Kates Baby: Das spricht für ein Mädchen

London - Herzogin Kate ist schwanger und die ganze Welt fiebert mit. Auf die Frage, ob es ein Junge oder ein Mädchen wird, werden bereits Wetten abgeschlossen. Dabei gibt es bereits erste Indizien.

Ob Junge oder Mädchen lässt sich bei einer Ultraschalluntersuchung ungefähr ab der 20. Schwangerschaftswoche erkennen. Wer nicht so lange warten will, kann sich mit der Wissenschaft oder dem Volksmund behelfen. Die meisten werdenden Eltern sind neugierig genug, um sich das Geschlecht vor der Geburt verraten zu lassen. Die Schwangerschaft von Herzogin Kate ist hingegen ein ganz anderes Kaliber. Plötzlich rätseln die ganze britische Insel und viele Royal-Fans weltweit, ob in dem Bauch der 30-Jährigen ein Thronfolger oder eine Thronfolgerin heranwächst.
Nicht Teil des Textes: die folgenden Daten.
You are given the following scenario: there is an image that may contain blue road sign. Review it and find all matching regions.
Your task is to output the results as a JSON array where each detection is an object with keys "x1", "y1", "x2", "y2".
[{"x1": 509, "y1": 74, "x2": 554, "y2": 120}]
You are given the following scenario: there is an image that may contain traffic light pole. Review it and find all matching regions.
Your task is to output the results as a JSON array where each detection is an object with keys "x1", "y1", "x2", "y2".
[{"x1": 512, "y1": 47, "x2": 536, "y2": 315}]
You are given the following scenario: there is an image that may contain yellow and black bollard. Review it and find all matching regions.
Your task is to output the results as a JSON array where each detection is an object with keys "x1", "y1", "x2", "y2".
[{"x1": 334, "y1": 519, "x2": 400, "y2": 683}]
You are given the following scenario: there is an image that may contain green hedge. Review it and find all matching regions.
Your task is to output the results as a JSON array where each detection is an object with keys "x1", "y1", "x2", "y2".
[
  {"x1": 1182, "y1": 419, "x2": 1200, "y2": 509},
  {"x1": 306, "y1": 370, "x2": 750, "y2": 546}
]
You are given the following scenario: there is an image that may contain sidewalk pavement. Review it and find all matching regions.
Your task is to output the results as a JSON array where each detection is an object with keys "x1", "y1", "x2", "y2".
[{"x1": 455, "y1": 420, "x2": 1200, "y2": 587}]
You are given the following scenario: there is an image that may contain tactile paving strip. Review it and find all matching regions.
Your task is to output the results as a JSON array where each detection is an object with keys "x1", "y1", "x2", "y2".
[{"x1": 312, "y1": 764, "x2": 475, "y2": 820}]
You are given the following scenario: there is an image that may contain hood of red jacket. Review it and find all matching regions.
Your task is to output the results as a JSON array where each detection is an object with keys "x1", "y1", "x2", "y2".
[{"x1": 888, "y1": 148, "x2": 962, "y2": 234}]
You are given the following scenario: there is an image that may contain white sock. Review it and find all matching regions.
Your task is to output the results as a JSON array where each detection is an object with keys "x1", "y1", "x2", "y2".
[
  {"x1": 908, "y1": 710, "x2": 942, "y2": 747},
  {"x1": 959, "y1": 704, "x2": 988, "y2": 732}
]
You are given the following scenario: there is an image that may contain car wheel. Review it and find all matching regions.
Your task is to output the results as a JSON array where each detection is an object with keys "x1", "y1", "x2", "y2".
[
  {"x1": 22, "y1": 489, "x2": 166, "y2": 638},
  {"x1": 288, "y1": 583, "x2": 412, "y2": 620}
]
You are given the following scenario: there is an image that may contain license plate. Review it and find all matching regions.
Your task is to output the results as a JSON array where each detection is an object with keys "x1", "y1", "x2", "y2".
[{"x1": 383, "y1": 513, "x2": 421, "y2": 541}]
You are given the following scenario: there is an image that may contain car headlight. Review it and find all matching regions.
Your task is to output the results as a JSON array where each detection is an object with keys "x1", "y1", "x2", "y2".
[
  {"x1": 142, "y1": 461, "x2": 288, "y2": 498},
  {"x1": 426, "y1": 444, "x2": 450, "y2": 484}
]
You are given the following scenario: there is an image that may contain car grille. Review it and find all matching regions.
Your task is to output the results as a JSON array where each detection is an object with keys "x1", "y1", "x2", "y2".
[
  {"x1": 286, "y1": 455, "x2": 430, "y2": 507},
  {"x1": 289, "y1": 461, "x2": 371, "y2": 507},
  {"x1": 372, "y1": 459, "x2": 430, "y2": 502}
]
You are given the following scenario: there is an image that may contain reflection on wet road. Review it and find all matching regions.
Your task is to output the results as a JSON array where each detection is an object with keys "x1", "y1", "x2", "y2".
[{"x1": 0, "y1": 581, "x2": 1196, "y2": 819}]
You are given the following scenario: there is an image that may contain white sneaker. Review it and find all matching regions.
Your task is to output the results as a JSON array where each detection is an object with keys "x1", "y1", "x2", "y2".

Die britische Zeitung "Daily Mail" hat deshalb in ihrer Onlineausgabe versucht, die Frage nach dem Geschlecht des ersten Kindes von Prinz William und Herzogin Kate so gut es geht zu beantworten. Dafür wurden zahlreiche Indizien zusammengetragen, die alle dafür sprechen, dass Kate ein Mädchen unter dem Herzen trägt.

Besonders die Morgenübelkeit, unter der die Herzogin in einer besonders schweren Form leidet, tritt überwiegend bei Frauen auf, die weiblichen Nachwuchs erwarten. Ein weiterer Hinweis, der für ein kleines Mädchen spricht, ist Kates schlanke Figur. Eine Studie aus dem Jahr 2008 hat "dailymail.uk.co" zufolge ergeben, dass eine kalorienarme Ernährung bei Frauen ebenfalls Mädchen als Babys begünstigt. Das liegt daran, dass die weiblichen Föten mit weniger Nährstoffen überleben können.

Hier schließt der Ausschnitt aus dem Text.